Comment êtes-vous arrivée à la recherche sur la maladie de Parkinson ?
« C’est en fait une série de coïncidences. J’ai étudié la biologie et je me suis rapidement passionnée pour le cerveau. Pendant mon doctorat, j’ai étudié le fonctionnement normal du cerveau adulte, mais je ressentais de plus en plus le besoin de faire quelque chose de plus pertinent pour les patients. J’ai ensuite effectué un postdoctorat sur la maladie d’Alzheimer et c’est précisément à cette période que les premières mutations de l’alpha-synucléine, associées à une forme génétique de la maladie de Parkinson, ont été découvertes. À l’époque, on ne savait pratiquement rien à ce sujet. Quelques chercheurs de la KU Leuven souhaitaient commencer à travailler sur cette question et à ce moment-là, personne à Louvain ne faisait véritablement de recherche fondamentale sur la maladie de Parkinson. Cela s’est révélé à la fois très intéressant et une véritable opportunité : il y avait encore tellement de choses à découvrir. »
Qu’est-ce que l’alpha-synucléine exactement et pourquoi est-elle si importante dans la maladie de Parkinson ?
« Comme dans l’exemple de l’œuf que je viens de donner, l’alpha-synucléine fonctionne normalement parfaitement. C’est même l’une des protéines les plus abondantes dans notre cerveau. Mais dans la maladie de Parkinson, on constate qu’elle commence à s’agréger et à se déposer et ces amas sont présents dans le cerveau des personnes atteintes de la maladie.
La question est alors de savoir quelle importance exacte revêt ce processus d’agrégation, car les symptômes sont plus directement causés par la mort des cellules cérébrales qui produisent la dopamine. La théorie la plus largement acceptée est que l’agrégation de l’alpha-synucléine contribue à la mort de ces cellules cérébrales et se situe donc en quelque sorte au début du processus pathologique qui conduit finalement aux symptômes. Tout cela n’est pas encore confirmé et de nombreuses hypothèses subsistent, mais on pense qu’il s’agit d’un acteur très important et qu’il joue probablement un rôle très précoce dans le processus de la maladie.
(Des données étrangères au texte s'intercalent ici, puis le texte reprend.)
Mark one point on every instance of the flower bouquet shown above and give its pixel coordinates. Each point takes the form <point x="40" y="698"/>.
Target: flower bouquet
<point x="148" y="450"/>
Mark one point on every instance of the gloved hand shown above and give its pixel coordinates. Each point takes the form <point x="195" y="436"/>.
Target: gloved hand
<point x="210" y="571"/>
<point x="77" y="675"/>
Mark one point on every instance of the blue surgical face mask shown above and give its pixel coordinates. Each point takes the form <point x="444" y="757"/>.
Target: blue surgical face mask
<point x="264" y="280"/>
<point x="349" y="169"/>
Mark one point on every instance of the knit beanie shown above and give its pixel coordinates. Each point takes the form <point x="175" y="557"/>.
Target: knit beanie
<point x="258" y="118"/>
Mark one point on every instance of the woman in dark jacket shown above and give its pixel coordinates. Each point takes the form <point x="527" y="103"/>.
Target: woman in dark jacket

Pourquoi une protéine qui fonctionne normalement commence-t-elle soudainement à s’agréger de manière anormale ? C’est une question qui pourrait, espérons-le, nous apporter de nouvelles pistes pour comprendre comment la maladie apparaît réellement. »
En quoi consiste exactement le dépistage de molécules candidates et qu’est-ce qui rend votre approche différente ?
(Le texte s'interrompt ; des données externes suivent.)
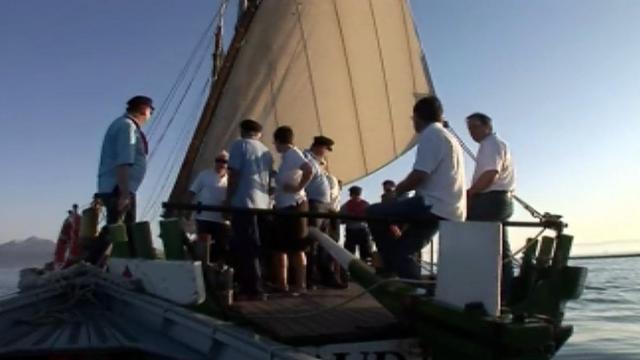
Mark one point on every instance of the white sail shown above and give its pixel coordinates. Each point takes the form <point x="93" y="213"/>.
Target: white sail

« Notre recherche se concentre sur l’agrégation de l’alpha-synucléine : nous recherchons des molécules capables de l’empêcher, de la contrer ou même de l’inverser. Pour les identifier, nous procédons à un dépistage de molécules. Cela signifie que nous testons successivement un grand nombre de substances pour déterminer si elles produisent un effet donné. Dans notre cas : peuvent-elles empêcher l’alpha-synucléine de s’agréger ? Nous ciblons ainsi une autre cible thérapeutique que les traitements existants, qui cherchent principalement à augmenter la dopamine. Nous intervenons directement sur l’agrégation de l’alpha-synucléine elle-même. Pour cela, nous avons besoin d’un système de test : des cellules dans lesquelles nous pouvons provoquer l’agrégation de l’alpha-synucléine et suivre précisément le processus, afin de déterminer de manière fiable si une substance peut l’empêcher.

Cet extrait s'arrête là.